Childhood obesity has more than tripled in the past 30 years.
The percentage of children aged 6–11 years in the United States who were obese increased from 7% in 1980 to nearly 20% in 2008. Similarly, the percentage of adolescents aged 12–19 years who were obese increased from 5% to 18% over the same period.
In 2008, more than one third of children and adolescents were overweight or obese.
Overweight is defined as having excess body weight for a particular height from fat, muscle, bone, water, or a combination of these factors. Obesity is defined as having excess body fat.
Overweight and obesity are the result of “caloric imbalance”—too few calories expended for the amount of calories consumed—and are affected by various genetic, behavioral, and environmental factors.
Childhood obesity has both immediate and long-term effects on health and well-being.
Immediate health effects:
Obese youth are more likely to have risk factors for cardiovascular disease, such as high cholesterol or high blood pressure. In a population-based sample of 5- to 17-year-olds, 70% of obese youth had at least one risk factor for cardiovascular disease.
Obese adolescents are more likely to have pre-diabetes, a condition in which blood glucose levels indicate a high risk for development of diabetes.
Children and adolescents who are obese are at greater risk for bone and joint problems, sleep apnea, and social and psychological problems such as stigmatization and poor self-esteem.
Long-term health effects:
Children and adolescents who are obese are likely to be obese as adults and are therefore more at risk for adult health problems such as heart disease, type 2 diabetes, stroke, several types of cancer, and osteoarthritis.6One study showed that children who became obese as early as age 2 were more likely to be obese as adults.12
Overweight and obesity are associated with increased risk for many types of cancer, including cancer of the breast, colon, endometrium, esophagus, kidney, pancreas, gall bladder, thyroid, ovary, cervix, and prostate, as well as multiple myeloma and Hodgkin’s lymphoma.
Healthy lifestyle habits, including healthy eating and physical activity, can lower the risk of becoming obese and developing related diseases.
“ComputerWorks n Fitness” is a program design to address childhood obesity. Our children have access to cheap and very unhealthy food at every corner. Along with peer pressure and the lack of proper diet and nutrition education our kids are overweight and at risk of serious health problems.
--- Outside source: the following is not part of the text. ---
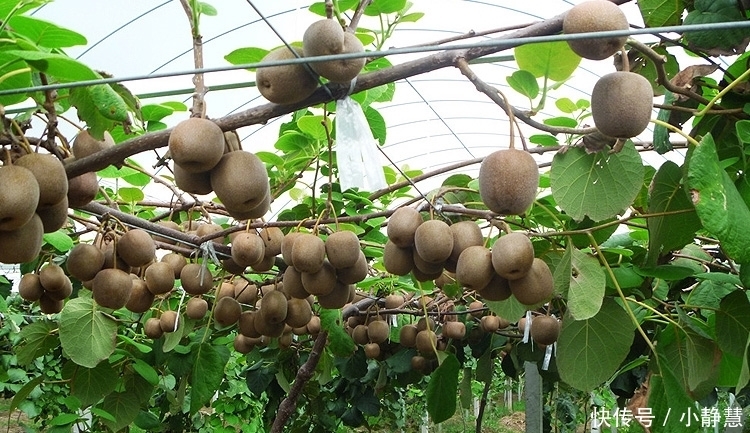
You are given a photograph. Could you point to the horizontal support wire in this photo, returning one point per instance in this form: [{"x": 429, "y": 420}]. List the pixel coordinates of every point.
[{"x": 494, "y": 43}]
Staffed with certified instructors, we plan to educate our youth on a more healthy diet using computers and the world wide web. There is so much information on nutrition, diet and living a more balanced and healthier life on the internet, the problem is that knowing where to seek this info, how to use the information and monitor the progress can be a bit overwhelming to most teens and preteens.
To make controlling and monitoring childhood diets, nutrition, health and exercise fun and exciting we plan on using variety of games, exercise routines and active video games play.
We plan on using special equipment and solutions from “Exergame Fitness” to make exercising fun and engaging. Exergame Fitness has a wide variety of active video game solutions such as: Dance and Step games, gaming bikes, wall active games, floor active games and climbing games.
Our mission is very clear here at ComputerWorks n Fitness:
To inspire physical activity through the most cutting-edge active game experience - AND nutrition- to provide fun, sustainable solutions to fight childhood obesity.